If $(T-\lambda)^n\in (q)$ and $(T-\lambda)^{n-1}\notin (q)$ then $(T-\lambda)^n=q$

Question

I look at the principle ideal domain $K[T]$ and I have an ideal $\mathcal{I} $ there exists exactly one $q\in K[T]$ such that the highest coefficient is $=1$ and $\mathcal{I}=(q)$. Now I know that $(T-\lambda)^n\in (q)$. I.e there exists a $r\in K[T]$ such that $rq=(T-\lambda=^n$ I also know that $(T-\lambda)^{n-1}\notin (q)$. Why can I say that $q=(T-\lambda)^n$. Now I understand that $(T-\lambda)^n$ is a polynomial of the degree $n$ where the highest coefficient is $=1$. And therefore if $q$ would be of degree $n$ then it would have to be equal to $(T-\lambda)^n$. I also know that $(T-\lambda)$ is a prime element in $K[T]$ and that every element in $K[T]$ is factorsiable.
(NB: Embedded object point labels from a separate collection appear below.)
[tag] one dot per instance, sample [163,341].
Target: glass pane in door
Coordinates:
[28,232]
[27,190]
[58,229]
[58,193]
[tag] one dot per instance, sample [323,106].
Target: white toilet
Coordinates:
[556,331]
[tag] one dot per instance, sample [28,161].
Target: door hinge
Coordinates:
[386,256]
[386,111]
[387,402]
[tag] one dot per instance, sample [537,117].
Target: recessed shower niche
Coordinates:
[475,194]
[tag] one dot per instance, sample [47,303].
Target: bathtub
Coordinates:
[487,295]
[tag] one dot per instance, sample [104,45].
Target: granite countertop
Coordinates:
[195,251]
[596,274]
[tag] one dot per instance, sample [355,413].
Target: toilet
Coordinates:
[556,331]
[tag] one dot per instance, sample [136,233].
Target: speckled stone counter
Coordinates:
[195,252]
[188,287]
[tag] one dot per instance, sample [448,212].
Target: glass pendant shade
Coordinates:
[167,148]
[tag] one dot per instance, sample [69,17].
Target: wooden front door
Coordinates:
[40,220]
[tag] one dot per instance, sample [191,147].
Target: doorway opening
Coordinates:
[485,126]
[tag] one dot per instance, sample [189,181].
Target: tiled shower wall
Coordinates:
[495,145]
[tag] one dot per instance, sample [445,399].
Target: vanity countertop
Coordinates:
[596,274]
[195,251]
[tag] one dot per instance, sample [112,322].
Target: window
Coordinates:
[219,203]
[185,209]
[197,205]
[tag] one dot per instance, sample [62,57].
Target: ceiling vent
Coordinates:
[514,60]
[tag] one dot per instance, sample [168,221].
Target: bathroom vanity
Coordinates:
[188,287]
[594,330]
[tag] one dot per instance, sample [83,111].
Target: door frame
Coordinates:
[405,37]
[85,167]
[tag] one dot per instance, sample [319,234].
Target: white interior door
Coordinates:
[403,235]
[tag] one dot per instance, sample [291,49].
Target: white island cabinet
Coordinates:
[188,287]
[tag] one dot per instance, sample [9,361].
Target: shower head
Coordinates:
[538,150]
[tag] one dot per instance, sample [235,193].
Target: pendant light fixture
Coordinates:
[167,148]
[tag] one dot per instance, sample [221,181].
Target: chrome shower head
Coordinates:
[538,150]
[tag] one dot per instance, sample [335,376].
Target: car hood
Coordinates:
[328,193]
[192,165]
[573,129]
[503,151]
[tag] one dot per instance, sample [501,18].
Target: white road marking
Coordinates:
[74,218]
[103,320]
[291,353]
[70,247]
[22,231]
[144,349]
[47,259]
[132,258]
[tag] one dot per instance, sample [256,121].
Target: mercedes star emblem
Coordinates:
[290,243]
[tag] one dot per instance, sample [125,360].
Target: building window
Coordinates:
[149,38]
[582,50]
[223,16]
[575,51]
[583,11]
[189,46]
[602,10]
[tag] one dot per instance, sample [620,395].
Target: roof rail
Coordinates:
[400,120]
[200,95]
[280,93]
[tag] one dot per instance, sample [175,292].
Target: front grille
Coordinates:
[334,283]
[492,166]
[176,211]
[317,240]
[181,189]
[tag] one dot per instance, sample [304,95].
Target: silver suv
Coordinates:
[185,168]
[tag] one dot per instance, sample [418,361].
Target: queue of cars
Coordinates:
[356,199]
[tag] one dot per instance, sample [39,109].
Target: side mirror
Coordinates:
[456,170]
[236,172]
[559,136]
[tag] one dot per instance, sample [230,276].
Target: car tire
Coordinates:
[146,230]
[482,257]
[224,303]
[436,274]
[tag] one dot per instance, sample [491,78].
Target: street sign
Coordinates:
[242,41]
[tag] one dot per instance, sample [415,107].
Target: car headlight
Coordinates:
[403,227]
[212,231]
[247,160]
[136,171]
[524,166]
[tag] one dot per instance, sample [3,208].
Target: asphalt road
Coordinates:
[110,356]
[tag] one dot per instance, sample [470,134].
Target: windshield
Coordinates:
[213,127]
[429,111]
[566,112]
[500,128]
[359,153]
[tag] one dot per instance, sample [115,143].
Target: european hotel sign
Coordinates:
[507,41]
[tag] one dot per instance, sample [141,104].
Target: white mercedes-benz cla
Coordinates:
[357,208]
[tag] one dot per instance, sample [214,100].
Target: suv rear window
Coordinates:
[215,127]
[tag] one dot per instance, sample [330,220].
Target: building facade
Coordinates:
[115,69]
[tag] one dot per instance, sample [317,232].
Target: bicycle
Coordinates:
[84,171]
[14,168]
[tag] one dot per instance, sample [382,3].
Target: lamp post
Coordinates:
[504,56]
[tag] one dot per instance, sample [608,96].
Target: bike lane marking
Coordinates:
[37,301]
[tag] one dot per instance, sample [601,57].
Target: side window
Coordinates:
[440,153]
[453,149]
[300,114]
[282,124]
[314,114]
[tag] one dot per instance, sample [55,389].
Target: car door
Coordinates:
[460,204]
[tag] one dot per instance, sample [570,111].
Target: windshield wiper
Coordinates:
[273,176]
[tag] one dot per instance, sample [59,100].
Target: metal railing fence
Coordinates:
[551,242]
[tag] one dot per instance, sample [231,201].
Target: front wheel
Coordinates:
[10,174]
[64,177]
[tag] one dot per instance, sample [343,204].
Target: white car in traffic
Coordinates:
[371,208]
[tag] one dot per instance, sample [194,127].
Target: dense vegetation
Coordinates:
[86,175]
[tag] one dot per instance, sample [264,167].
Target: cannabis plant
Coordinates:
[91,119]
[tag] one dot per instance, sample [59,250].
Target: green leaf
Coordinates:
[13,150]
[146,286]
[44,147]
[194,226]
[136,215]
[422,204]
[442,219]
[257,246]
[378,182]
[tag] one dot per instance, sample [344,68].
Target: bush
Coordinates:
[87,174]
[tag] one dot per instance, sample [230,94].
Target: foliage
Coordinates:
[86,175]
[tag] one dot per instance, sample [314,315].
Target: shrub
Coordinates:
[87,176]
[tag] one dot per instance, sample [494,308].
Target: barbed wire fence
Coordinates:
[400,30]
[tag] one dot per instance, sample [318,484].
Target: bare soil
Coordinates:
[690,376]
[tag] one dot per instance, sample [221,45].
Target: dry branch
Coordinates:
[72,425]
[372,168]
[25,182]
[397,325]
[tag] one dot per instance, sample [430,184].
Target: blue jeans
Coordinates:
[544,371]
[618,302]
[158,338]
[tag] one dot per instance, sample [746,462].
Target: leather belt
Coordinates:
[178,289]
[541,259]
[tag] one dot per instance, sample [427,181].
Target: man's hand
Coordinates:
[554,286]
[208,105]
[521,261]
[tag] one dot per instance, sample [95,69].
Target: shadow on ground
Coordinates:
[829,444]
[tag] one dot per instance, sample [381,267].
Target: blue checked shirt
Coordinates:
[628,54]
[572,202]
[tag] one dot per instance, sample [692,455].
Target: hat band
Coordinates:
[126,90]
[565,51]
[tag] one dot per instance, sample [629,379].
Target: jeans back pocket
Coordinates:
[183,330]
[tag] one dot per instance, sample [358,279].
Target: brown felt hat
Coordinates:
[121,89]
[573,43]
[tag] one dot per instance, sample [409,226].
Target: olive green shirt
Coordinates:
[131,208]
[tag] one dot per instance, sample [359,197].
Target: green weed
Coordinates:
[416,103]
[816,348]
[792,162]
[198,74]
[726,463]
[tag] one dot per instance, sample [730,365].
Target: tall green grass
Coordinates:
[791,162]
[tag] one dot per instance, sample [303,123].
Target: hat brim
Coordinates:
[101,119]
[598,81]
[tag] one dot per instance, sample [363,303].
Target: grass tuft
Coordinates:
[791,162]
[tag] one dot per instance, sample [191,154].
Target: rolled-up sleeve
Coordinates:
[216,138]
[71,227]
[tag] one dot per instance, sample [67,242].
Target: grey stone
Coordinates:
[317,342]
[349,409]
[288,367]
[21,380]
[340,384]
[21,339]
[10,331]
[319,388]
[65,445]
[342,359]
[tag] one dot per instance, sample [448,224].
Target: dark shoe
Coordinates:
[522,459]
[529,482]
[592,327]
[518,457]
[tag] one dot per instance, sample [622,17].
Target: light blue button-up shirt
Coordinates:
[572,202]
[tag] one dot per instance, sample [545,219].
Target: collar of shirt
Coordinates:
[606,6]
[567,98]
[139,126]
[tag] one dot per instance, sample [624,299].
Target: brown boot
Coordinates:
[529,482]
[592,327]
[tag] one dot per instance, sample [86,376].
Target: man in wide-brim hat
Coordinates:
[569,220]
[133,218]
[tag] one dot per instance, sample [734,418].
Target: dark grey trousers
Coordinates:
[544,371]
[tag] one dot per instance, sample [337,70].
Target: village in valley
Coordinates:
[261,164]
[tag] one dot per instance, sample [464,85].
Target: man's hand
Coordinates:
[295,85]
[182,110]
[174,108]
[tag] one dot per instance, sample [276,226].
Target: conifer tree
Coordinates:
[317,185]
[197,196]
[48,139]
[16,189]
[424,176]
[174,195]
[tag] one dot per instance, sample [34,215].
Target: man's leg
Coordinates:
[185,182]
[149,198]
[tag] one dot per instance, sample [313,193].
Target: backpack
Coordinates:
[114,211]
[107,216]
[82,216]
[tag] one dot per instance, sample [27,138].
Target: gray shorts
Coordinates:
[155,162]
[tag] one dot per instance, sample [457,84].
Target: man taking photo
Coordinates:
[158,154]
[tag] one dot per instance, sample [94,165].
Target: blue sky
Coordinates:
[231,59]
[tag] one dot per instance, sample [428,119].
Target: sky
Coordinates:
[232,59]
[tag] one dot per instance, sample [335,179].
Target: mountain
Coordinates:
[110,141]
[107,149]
With that all in mind I was not able to deduce why the implication is true. Plese help me

Answer 1

Well, $(T-\lambda)^n\in (q)$ means that $q\mid(T-\lambda)^n$.
But we know that all divisors of $(T-\lambda)^n$ are $c(T-\lambda)^k$ where $c\in K$ (is a unit in $K[T]$) and $k\le n$, because of unique factorization.

Since $q\not\mid(T-\lambda)^{n-1}$, it follows that $q$ must be $(T-\lambda)^n$.